When create a new task, we initialize vruntime of the new task
at sched_cgroup_fork(). However, the timing of executing this
action is too early and may not be accurate.
Because it use current cpu to init the vruntime, but the new
task actually runs on the cpu which be assigned at wake_up_new_task().
To optimize this case, we pass ENQUEUE_INITIAL flag to
activate_task() in wake_up_new_task(), in this way,
when place_entity is called in enqueue_entity(), the
vruntime of the new task will be initialized. At the same
time, place_entity in task_fork_fair() is useless, remove it.
Signed-off-by: Zhang Qiao <[email protected]>
---
kernel/sched/core.c | 2 +-
kernel/sched/fair.c | 16 ----------------
2 files changed, 1 insertion(+), 17 deletions(-)
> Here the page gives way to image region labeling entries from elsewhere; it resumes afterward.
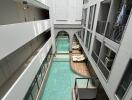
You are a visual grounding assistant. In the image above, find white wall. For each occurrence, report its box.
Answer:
[79,0,132,100]
[52,0,83,24]
[2,38,52,100]
[0,20,50,59]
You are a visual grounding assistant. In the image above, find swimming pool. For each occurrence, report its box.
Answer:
[42,35,80,100]
[42,57,81,100]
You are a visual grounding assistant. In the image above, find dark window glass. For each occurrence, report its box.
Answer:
[116,59,132,99]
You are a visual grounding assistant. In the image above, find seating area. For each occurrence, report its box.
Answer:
[70,37,91,77]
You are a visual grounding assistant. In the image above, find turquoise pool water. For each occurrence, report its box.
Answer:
[56,37,69,53]
[42,35,80,100]
[42,58,80,100]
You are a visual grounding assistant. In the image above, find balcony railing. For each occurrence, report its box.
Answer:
[96,21,106,35]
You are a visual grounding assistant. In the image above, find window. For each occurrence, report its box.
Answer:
[116,59,132,99]
[85,31,92,51]
[88,6,93,29]
[91,5,96,30]
[82,8,87,26]
[82,28,85,42]
[96,0,111,35]
[88,5,96,30]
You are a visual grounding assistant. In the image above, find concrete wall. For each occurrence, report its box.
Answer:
[2,38,52,100]
[0,33,49,98]
[0,0,49,25]
[78,0,132,100]
[55,28,80,51]
[51,0,83,24]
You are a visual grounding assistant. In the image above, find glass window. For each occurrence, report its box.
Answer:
[91,5,96,30]
[116,59,132,99]
[82,29,85,42]
[88,6,94,29]
[85,31,92,50]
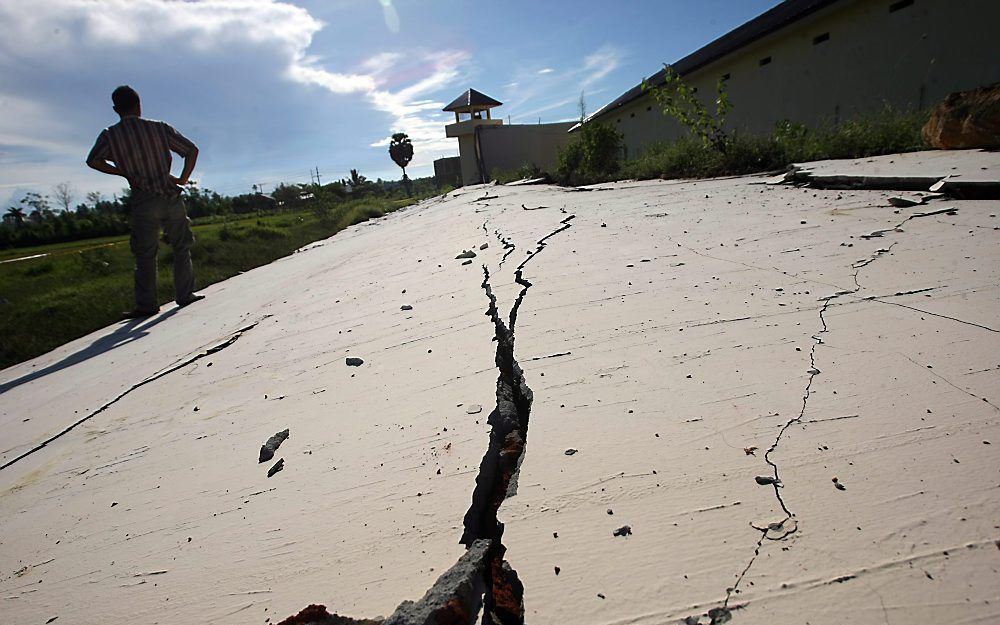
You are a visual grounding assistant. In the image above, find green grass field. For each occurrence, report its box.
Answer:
[0,199,415,368]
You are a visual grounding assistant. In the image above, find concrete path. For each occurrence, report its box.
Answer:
[0,152,1000,624]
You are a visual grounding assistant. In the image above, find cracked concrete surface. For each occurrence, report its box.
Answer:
[0,152,1000,625]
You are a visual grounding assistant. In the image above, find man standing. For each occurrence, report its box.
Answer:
[87,85,205,319]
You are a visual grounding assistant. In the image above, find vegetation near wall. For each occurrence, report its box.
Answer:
[556,66,929,185]
[618,107,928,179]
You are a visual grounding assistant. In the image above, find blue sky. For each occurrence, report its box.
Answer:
[0,0,778,209]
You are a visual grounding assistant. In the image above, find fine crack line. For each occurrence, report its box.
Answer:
[865,297,1000,333]
[0,315,271,471]
[708,214,926,625]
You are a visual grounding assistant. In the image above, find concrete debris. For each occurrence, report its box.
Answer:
[257,428,288,464]
[384,540,492,625]
[267,458,285,477]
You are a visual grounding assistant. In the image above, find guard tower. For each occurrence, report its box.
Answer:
[443,89,503,185]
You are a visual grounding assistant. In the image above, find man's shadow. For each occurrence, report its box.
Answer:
[0,308,180,395]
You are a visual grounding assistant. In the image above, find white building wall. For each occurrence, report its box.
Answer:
[598,0,1000,157]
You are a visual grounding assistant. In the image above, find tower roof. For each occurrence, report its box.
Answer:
[441,89,503,113]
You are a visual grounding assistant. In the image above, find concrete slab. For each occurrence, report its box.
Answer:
[788,150,1000,199]
[0,152,1000,624]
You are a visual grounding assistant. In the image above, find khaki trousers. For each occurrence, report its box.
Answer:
[130,191,194,310]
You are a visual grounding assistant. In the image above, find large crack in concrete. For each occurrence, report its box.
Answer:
[461,215,575,625]
[279,211,576,625]
[0,315,271,471]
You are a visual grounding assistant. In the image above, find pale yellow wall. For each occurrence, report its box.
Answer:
[600,0,1000,157]
[458,134,482,185]
[479,122,574,178]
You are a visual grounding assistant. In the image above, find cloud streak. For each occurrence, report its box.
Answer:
[0,0,468,201]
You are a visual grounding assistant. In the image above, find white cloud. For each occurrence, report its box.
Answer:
[0,0,467,199]
[582,45,624,87]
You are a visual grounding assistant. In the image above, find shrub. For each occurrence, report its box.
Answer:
[556,122,624,184]
[621,107,928,178]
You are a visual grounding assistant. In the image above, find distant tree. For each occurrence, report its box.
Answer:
[52,182,73,211]
[389,132,413,195]
[21,191,54,223]
[347,169,368,187]
[4,206,27,226]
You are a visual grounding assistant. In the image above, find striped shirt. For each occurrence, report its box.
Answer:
[87,116,196,196]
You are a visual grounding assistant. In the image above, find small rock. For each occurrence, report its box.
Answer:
[887,196,920,208]
[267,458,285,477]
[257,428,288,464]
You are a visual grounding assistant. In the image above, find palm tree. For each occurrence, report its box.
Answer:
[389,132,413,195]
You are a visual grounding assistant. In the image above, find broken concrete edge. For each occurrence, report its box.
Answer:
[277,603,384,625]
[277,539,493,625]
[384,539,493,625]
[780,165,1000,200]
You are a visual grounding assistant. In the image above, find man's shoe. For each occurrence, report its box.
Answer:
[122,308,160,319]
[177,293,205,308]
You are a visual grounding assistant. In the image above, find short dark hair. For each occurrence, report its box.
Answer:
[111,85,139,113]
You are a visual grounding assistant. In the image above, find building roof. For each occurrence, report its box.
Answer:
[580,0,840,131]
[441,89,503,113]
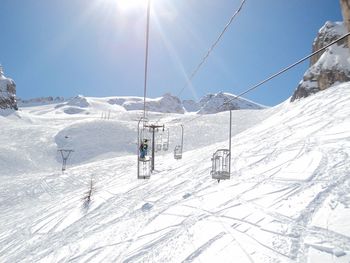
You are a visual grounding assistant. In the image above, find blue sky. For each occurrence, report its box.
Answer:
[0,0,342,106]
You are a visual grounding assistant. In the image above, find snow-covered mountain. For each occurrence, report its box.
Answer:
[194,92,266,114]
[19,92,266,114]
[291,22,350,101]
[0,82,350,263]
[17,96,65,107]
[0,65,18,110]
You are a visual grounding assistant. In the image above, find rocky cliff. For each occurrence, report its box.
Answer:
[0,66,18,110]
[291,22,350,101]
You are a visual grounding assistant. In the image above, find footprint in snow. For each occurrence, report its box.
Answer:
[141,203,153,212]
[182,193,191,199]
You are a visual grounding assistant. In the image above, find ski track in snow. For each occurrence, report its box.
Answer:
[0,83,350,263]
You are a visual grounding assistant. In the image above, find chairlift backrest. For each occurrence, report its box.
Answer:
[210,149,230,180]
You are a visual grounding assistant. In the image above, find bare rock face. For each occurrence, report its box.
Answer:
[340,0,350,47]
[291,22,350,102]
[310,21,348,67]
[0,66,18,110]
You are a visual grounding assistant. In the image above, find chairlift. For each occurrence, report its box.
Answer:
[210,149,230,182]
[137,158,151,179]
[210,110,232,183]
[174,124,184,160]
[174,145,182,160]
[163,129,169,152]
[154,134,163,152]
[137,118,151,179]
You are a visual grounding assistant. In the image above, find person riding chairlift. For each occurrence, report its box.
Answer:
[140,139,148,160]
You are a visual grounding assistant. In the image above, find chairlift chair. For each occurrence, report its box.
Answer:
[154,135,162,152]
[174,145,182,160]
[137,158,151,179]
[137,118,151,179]
[163,129,169,152]
[210,149,230,182]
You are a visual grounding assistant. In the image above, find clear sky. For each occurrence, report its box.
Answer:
[0,0,342,106]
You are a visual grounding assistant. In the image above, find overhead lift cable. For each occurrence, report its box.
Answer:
[177,0,246,97]
[156,0,247,125]
[184,32,350,123]
[143,0,151,120]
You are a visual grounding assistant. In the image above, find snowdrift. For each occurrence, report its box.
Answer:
[0,83,350,263]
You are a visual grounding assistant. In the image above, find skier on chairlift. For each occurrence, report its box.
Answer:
[140,139,148,160]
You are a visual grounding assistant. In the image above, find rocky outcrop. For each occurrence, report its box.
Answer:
[340,0,350,47]
[198,92,266,114]
[0,66,18,110]
[17,96,65,107]
[182,100,201,112]
[291,22,350,101]
[108,93,185,113]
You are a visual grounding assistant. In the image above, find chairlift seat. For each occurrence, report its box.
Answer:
[137,158,151,179]
[174,145,182,160]
[210,149,230,181]
[163,142,169,151]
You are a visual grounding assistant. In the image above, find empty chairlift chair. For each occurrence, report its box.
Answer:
[137,118,152,179]
[174,145,182,160]
[163,129,169,152]
[154,135,162,152]
[137,159,151,179]
[210,149,230,182]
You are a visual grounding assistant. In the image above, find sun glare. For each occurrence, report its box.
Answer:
[116,0,147,12]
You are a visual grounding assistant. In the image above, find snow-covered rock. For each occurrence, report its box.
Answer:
[198,92,266,114]
[108,93,185,113]
[291,22,350,101]
[0,65,18,110]
[67,95,90,108]
[182,100,201,112]
[17,96,65,107]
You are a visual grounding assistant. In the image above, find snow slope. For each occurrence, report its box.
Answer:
[0,83,350,263]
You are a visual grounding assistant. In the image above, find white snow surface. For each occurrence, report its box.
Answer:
[0,83,350,263]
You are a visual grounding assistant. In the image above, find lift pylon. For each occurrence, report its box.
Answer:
[210,110,232,182]
[137,117,151,179]
[174,124,184,160]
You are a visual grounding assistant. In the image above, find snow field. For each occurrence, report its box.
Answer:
[0,83,350,263]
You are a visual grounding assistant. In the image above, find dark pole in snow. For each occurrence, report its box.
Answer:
[151,128,155,172]
[145,125,164,171]
[228,110,232,176]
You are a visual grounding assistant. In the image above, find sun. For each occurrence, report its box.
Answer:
[115,0,147,12]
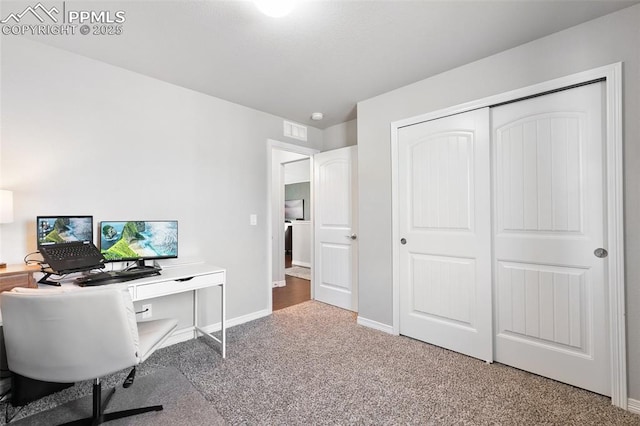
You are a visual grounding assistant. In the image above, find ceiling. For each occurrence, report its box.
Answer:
[6,0,639,129]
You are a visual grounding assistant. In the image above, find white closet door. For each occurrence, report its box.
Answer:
[314,146,358,312]
[398,108,493,361]
[491,83,611,395]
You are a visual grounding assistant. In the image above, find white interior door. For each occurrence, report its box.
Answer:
[491,83,611,395]
[398,108,493,361]
[312,146,358,311]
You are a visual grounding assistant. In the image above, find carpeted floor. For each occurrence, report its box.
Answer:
[5,367,225,426]
[3,301,640,425]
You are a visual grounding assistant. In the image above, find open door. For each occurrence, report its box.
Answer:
[312,146,358,312]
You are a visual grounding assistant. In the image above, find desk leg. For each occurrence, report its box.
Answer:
[220,284,227,358]
[193,284,227,358]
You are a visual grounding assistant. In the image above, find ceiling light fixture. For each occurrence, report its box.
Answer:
[253,0,296,18]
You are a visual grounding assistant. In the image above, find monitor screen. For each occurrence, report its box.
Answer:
[284,200,304,220]
[36,216,93,246]
[100,220,178,262]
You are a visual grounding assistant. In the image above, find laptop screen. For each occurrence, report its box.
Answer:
[36,216,93,247]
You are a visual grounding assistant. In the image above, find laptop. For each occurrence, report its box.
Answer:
[36,216,104,274]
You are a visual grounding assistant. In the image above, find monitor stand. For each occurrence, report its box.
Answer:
[38,272,61,287]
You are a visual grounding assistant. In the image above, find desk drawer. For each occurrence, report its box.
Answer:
[135,272,224,300]
[0,273,38,292]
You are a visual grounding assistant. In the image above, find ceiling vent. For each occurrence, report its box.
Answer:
[284,121,307,142]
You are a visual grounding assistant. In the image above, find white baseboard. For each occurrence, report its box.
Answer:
[161,309,271,348]
[627,398,640,414]
[357,316,394,334]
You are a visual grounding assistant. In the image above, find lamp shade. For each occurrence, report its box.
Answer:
[0,189,13,223]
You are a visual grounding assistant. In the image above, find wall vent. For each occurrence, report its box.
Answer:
[284,121,307,141]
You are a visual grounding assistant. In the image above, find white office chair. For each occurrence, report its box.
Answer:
[0,285,177,425]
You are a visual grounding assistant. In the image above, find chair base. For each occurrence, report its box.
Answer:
[60,379,163,426]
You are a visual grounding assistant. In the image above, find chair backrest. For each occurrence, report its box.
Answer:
[0,286,139,382]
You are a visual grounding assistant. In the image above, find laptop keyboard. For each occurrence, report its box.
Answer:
[46,244,95,260]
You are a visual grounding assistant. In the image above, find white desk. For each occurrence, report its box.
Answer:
[124,263,227,358]
[0,263,227,358]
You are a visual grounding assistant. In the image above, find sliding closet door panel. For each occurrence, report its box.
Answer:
[398,109,493,361]
[491,83,611,395]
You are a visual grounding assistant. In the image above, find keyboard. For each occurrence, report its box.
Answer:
[38,241,104,274]
[75,268,160,287]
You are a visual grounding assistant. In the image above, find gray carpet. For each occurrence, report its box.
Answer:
[1,301,640,425]
[4,367,225,426]
[156,301,640,425]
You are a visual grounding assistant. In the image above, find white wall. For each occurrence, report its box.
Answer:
[0,36,322,330]
[358,6,640,399]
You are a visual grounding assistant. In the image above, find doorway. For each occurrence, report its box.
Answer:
[267,140,318,311]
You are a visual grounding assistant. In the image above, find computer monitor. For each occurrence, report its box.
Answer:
[100,220,178,267]
[36,216,93,247]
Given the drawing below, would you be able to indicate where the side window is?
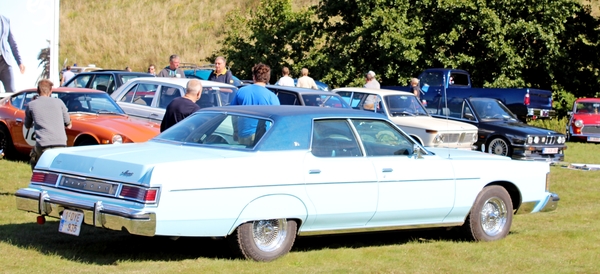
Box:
[277,91,300,105]
[352,120,413,156]
[10,93,25,109]
[311,120,362,157]
[21,92,39,109]
[321,95,344,108]
[450,73,469,86]
[158,86,183,108]
[67,75,92,88]
[196,87,220,108]
[90,75,115,92]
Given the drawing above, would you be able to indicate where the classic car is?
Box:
[266,85,350,108]
[333,88,477,150]
[15,106,559,261]
[567,98,600,142]
[433,97,567,162]
[63,70,154,94]
[111,77,237,123]
[0,87,160,158]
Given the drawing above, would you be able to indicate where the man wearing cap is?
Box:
[364,70,380,89]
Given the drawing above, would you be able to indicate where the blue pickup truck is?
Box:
[382,68,555,122]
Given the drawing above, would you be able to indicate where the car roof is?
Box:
[18,87,106,94]
[200,105,385,119]
[575,98,600,103]
[332,87,415,96]
[266,85,333,95]
[127,77,235,88]
[72,69,153,77]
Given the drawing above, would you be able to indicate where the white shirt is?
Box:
[276,76,294,87]
[296,76,319,89]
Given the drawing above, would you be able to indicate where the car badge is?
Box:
[119,169,133,177]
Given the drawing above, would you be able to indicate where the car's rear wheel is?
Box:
[463,186,513,242]
[487,137,512,157]
[0,125,17,159]
[229,219,297,262]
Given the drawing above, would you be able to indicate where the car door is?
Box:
[304,119,378,230]
[352,120,455,226]
[7,91,44,151]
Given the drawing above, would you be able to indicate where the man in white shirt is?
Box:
[364,70,380,89]
[296,68,319,89]
[60,66,75,86]
[275,67,294,87]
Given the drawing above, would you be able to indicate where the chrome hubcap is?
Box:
[489,139,508,156]
[252,219,287,251]
[481,197,508,236]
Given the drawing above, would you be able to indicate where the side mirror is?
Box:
[413,144,424,159]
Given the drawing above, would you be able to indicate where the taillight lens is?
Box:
[119,186,158,203]
[31,172,58,185]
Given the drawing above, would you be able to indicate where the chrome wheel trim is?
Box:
[481,197,509,237]
[252,219,288,252]
[488,138,508,156]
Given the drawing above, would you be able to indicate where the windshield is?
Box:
[384,95,429,116]
[471,98,516,119]
[54,92,125,114]
[155,112,273,148]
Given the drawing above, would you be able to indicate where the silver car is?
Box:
[111,77,237,122]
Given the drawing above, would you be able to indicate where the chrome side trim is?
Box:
[15,189,156,236]
[515,193,560,215]
[298,222,464,236]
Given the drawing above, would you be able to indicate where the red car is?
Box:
[567,98,600,142]
[0,87,160,157]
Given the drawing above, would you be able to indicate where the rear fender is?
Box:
[228,195,307,234]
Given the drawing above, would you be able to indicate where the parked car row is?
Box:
[0,87,160,158]
[15,106,559,261]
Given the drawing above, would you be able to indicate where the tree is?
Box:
[209,0,314,82]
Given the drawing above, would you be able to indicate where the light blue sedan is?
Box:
[16,106,559,261]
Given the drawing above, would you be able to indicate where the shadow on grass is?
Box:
[0,219,474,265]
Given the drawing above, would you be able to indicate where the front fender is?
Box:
[228,194,308,235]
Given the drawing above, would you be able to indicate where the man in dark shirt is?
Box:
[156,54,185,78]
[160,79,202,132]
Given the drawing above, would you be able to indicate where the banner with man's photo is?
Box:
[0,0,60,92]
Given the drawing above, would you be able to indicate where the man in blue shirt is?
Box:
[230,63,279,145]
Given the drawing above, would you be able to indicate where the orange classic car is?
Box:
[0,87,160,157]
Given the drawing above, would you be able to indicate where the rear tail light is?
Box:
[31,172,58,185]
[119,186,158,203]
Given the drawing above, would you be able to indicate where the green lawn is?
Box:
[0,143,600,273]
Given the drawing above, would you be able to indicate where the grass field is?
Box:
[0,143,600,273]
[59,0,600,73]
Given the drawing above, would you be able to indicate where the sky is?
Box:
[0,0,57,92]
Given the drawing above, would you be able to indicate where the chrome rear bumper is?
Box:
[15,188,156,236]
[516,192,560,214]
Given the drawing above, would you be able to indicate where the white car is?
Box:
[111,77,237,123]
[333,88,477,150]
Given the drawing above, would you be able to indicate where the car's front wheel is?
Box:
[463,186,513,242]
[0,125,16,158]
[487,137,511,157]
[229,219,297,262]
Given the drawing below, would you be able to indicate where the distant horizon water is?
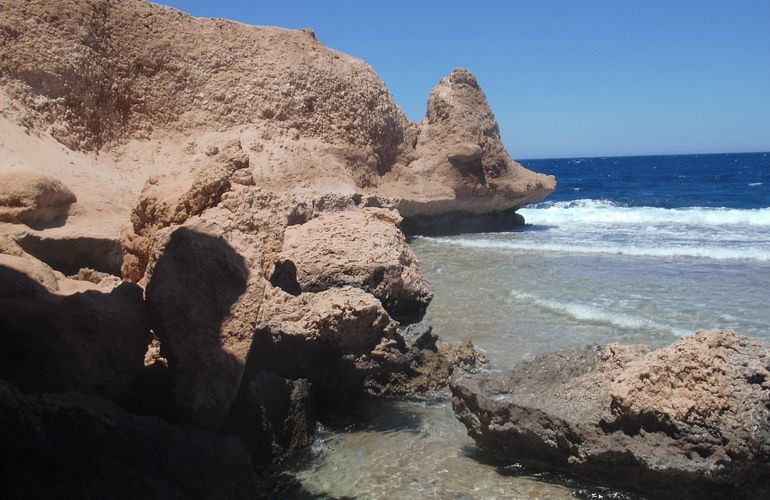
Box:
[514,148,770,163]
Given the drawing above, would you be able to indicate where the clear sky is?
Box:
[153,0,770,159]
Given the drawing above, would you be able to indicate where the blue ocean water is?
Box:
[414,153,770,354]
[297,153,770,500]
[521,153,770,208]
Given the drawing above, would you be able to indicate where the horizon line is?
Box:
[514,150,770,162]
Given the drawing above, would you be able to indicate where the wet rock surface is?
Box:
[451,330,770,498]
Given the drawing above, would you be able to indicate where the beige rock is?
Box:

diff --git a/kernel/sched/core.c b/kernel/sched/core.c
index bcf2c4cc0522..b4ff595a2dc8 100644
--- a/kernel/sched/core.c
+++ b/kernel/sched/core.c
@@ -4897,7 +4897,7 @@ void wake_up_new_task(struct task_struct *p)
update_rq_clock(rq);
post_init_entity_util_avg(p);
- activate_task(rq, p, ENQUEUE_NOCLOCK);
+ activate_task(rq, p, ENQUEUE_NOCLOCK | ENQUEUE_INITIAL);
trace_sched_wakeup_new(p);
wakeup_preempt(rq, p, WF_FORK);
#ifdef CONFIG_SMP
diff --git a/kernel/sched/fair.c b/kernel/sched/fair.c
index efce2d36a783..bb5f376fd51e 100644
--- a/kernel/sched/fair.c
+++ b/kernel/sched/fair.c
@@ -12702,23 +12702,7 @@ static void task_tick_fair(struct rq *rq, struct task_struct *curr, int queued)
*/
static void task_fork_fair(struct task_struct *p)
{
- struct sched_entity *se = &p->se, *curr;
- struct cfs_rq *cfs_rq;
- struct rq *rq = this_rq();
- struct rq_flags rf;
-
- rq_lock(rq, &rf);
-
set_task_max_allowed_capacity(p);
-
- cfs_rq = task_cfs_rq(current);
- curr = cfs_rq->curr;
- if (curr) {
- update_rq_clock(rq);
- update_curr(cfs_rq);
- }
- place_entity(cfs_rq, se, ENQUEUE_INITIAL);
- rq_unlock(rq, &rf);
}
/*
--
2.18.0.huawei.25
On Thu, Jun 06, 2024 at 08:11:33PM +0800, Zhang Qiao wrote:
> When create a new task, we initialize vruntime of the new task
> at sched_cgroup_fork(). However, the timing of executing this
> action is too early and may not be accurate.
>
> Because it use current cpu to init the vruntime, but the new
> task actually runs on the cpu which be assigned at wake_up_new_task().
>
> To optimize this case, we pass ENQUEUE_INITIAL flag to
> activate_task() in wake_up_new_task(), in this way,
> when place_entity is called in enqueue_entity(), the
> vruntime of the new task will be initialized. At the same
> time, place_entity in task_fork_fair() is useless, remove it.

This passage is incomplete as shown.